Sophomore Madison Reed wore her badge on a lanyard around her neck, just as students are instructed to do, and was excited for her first day back. As for the badges increasing security, she said she wasn’t sure how much they would do.

“I don’t feel like a lot of people try to enter the school that aren’t from our school,” Reed told the Las Vegas Review-Journal. Still, she added that if that did happen, she could see how these badges could help.

Legacy High School began the ID badge system last year, and Principal Belinda Marentic told the Review-Journal that it has gone well. In addition to safety, the school uses them for a rewards system. Teachers have the Five Star app on their phone, which allows them to scan students’ badges when they exhibit good behavior like picking up trash. Students can get free snacks from the snack shack, as well as enter a raffle for technology at the end of the year.

“Kids really like that,” Marentic said.

Cellphone pouches

When students did make it to homeroom, they were provided with pouches in which to place their cellphones.

Legacy High School, like several other schools in the district, had piloted the pouches in some classrooms last year, and so far, Marentic said, she has not received negative feedback.

But Reed and her friends, Isabella Fischer and Emery Mueller, said they probably would not use the cellphone pouches and would put their phones in their backpacks, given that they don’t use their phones in class anyway.

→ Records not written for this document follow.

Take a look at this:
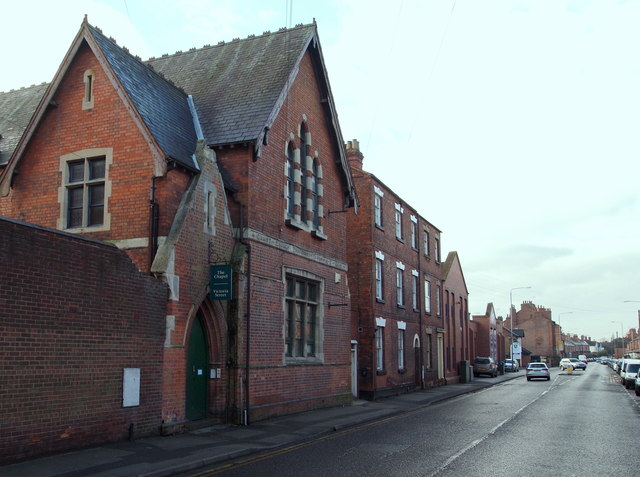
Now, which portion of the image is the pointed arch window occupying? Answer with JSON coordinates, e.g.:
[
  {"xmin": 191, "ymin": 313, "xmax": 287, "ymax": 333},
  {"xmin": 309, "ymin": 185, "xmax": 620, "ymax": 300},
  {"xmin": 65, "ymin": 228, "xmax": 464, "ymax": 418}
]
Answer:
[
  {"xmin": 300, "ymin": 123, "xmax": 309, "ymax": 223},
  {"xmin": 287, "ymin": 143, "xmax": 296, "ymax": 217},
  {"xmin": 311, "ymin": 160, "xmax": 319, "ymax": 228}
]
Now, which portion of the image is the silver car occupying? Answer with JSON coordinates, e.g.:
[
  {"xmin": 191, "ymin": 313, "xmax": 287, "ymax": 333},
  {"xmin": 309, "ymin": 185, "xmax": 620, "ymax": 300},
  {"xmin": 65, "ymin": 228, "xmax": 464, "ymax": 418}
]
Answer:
[{"xmin": 526, "ymin": 363, "xmax": 551, "ymax": 381}]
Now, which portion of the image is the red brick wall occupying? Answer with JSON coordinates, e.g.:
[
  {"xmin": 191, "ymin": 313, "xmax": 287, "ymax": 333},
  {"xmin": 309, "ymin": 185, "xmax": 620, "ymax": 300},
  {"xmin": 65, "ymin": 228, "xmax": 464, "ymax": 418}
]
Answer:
[
  {"xmin": 0, "ymin": 45, "xmax": 190, "ymax": 270},
  {"xmin": 0, "ymin": 218, "xmax": 166, "ymax": 461},
  {"xmin": 348, "ymin": 150, "xmax": 443, "ymax": 398},
  {"xmin": 216, "ymin": 50, "xmax": 353, "ymax": 421}
]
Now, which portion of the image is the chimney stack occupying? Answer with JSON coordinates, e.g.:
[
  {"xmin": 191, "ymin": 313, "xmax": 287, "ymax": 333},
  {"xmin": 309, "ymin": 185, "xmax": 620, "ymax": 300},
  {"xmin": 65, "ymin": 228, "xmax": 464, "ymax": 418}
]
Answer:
[{"xmin": 346, "ymin": 139, "xmax": 364, "ymax": 170}]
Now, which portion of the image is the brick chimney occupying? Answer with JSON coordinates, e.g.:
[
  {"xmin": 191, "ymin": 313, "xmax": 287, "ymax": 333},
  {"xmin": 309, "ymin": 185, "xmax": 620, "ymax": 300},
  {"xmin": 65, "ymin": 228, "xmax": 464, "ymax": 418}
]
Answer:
[{"xmin": 346, "ymin": 139, "xmax": 364, "ymax": 171}]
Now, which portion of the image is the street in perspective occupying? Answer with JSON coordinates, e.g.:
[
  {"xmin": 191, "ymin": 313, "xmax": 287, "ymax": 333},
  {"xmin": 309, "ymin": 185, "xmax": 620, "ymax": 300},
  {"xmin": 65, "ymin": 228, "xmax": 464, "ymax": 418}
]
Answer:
[
  {"xmin": 0, "ymin": 0, "xmax": 640, "ymax": 477},
  {"xmin": 169, "ymin": 362, "xmax": 640, "ymax": 477}
]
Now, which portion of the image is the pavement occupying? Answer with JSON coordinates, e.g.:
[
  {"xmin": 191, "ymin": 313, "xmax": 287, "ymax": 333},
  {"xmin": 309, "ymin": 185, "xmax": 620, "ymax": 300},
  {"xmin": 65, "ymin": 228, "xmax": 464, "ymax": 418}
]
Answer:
[{"xmin": 0, "ymin": 370, "xmax": 524, "ymax": 477}]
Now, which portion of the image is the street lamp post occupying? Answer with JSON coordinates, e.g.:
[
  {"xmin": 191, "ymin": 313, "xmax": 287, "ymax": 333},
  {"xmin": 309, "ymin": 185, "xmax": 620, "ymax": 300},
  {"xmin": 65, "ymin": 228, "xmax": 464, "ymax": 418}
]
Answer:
[
  {"xmin": 611, "ymin": 321, "xmax": 624, "ymax": 358},
  {"xmin": 558, "ymin": 311, "xmax": 573, "ymax": 357},
  {"xmin": 509, "ymin": 287, "xmax": 531, "ymax": 359}
]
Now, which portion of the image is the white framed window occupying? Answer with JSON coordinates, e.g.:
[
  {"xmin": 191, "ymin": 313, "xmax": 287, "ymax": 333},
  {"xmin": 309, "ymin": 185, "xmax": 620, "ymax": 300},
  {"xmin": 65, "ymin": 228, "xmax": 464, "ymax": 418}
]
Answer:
[
  {"xmin": 424, "ymin": 278, "xmax": 431, "ymax": 313},
  {"xmin": 396, "ymin": 268, "xmax": 404, "ymax": 306},
  {"xmin": 411, "ymin": 215, "xmax": 418, "ymax": 250},
  {"xmin": 285, "ymin": 273, "xmax": 322, "ymax": 358},
  {"xmin": 376, "ymin": 258, "xmax": 383, "ymax": 301},
  {"xmin": 411, "ymin": 270, "xmax": 420, "ymax": 311},
  {"xmin": 82, "ymin": 70, "xmax": 96, "ymax": 110},
  {"xmin": 373, "ymin": 186, "xmax": 384, "ymax": 227},
  {"xmin": 376, "ymin": 326, "xmax": 384, "ymax": 371},
  {"xmin": 422, "ymin": 229, "xmax": 429, "ymax": 257},
  {"xmin": 58, "ymin": 148, "xmax": 113, "ymax": 232}
]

“I think it’s going to cause some issues,” Fischer told the Review-Journal. “People are going to complain.”

Reed said she thought that teachers should only enforce it if students are on their phones, not preemptively.

In homeroom, several students kept their phones on their laps instead of placing them in the pouches. Interim Superintendent Brenda Larsen-Mitchell told the Review-Journal the policy would be more enforced in their academic classes.

Prior to the pouches, the level of cellphone distraction depended on the classroom, according to Marentic.

“When kids are engaged in learning, they don’t have time to pull their phones out,” Marentic said.

The pouches, Marentic said, could be especially useful for newer teachers. CCSD has over 900 new teachers this year, 12 of whom are teaching at Legacy High School.

Brand new elementary school

When teachers first walked into the new Red Rock Elementary School, Principal Chantae Readye said everyone was smiling.

The school’s previous building was identified as a replacement school through a capital improvement plan. Students and teachers vacated it in May 2023 and were placed in Fyfe Elementary school about 2 miles away for the 2023-2024 school year.

A year and $50 million later, the brand new building welcomed 470 students in pre-K through fifth grade on Monday morning. Readye expects enrollment to grow closer to 500 students.

Teachers had to think on the fly in the old building, which included taking students outside when the lights would go out, according to Readye.

“Being able to have a building where everything is working, and they have places that they can choose to take the kids outside, not have to take kids outside for learning, that’s very exciting for me,” Readye said.

The new building boasts a shaded courtyard, which is designed to offer opportunities for open play and outdoor learning, according to architect Cameron Tate.

Throughout the morning, lines of elementary school students took a break from exploring the new amenities to get on the books bus, where they each got to pick out two new books.

Inside, a fresh library smells of new books. Each classroom also has a new TV, which will improve the online components of the curriculum, according to Readye. Old projectors with light bulbs that went out meant students did not get the full experience, she said.

Readye is also excited for the common play areas that will allow teachers to pull kids out to work in small groups.

“It shows that the city and our district and the people care enough about the kids in our community to give them a school that will work for them,” Readye said. “So we’re not telling kids who are in the lower income areas that they deserve schools that break down or buildings that are crumbling around their ears. They deserve a building like this where they can get the type of education they deserve.”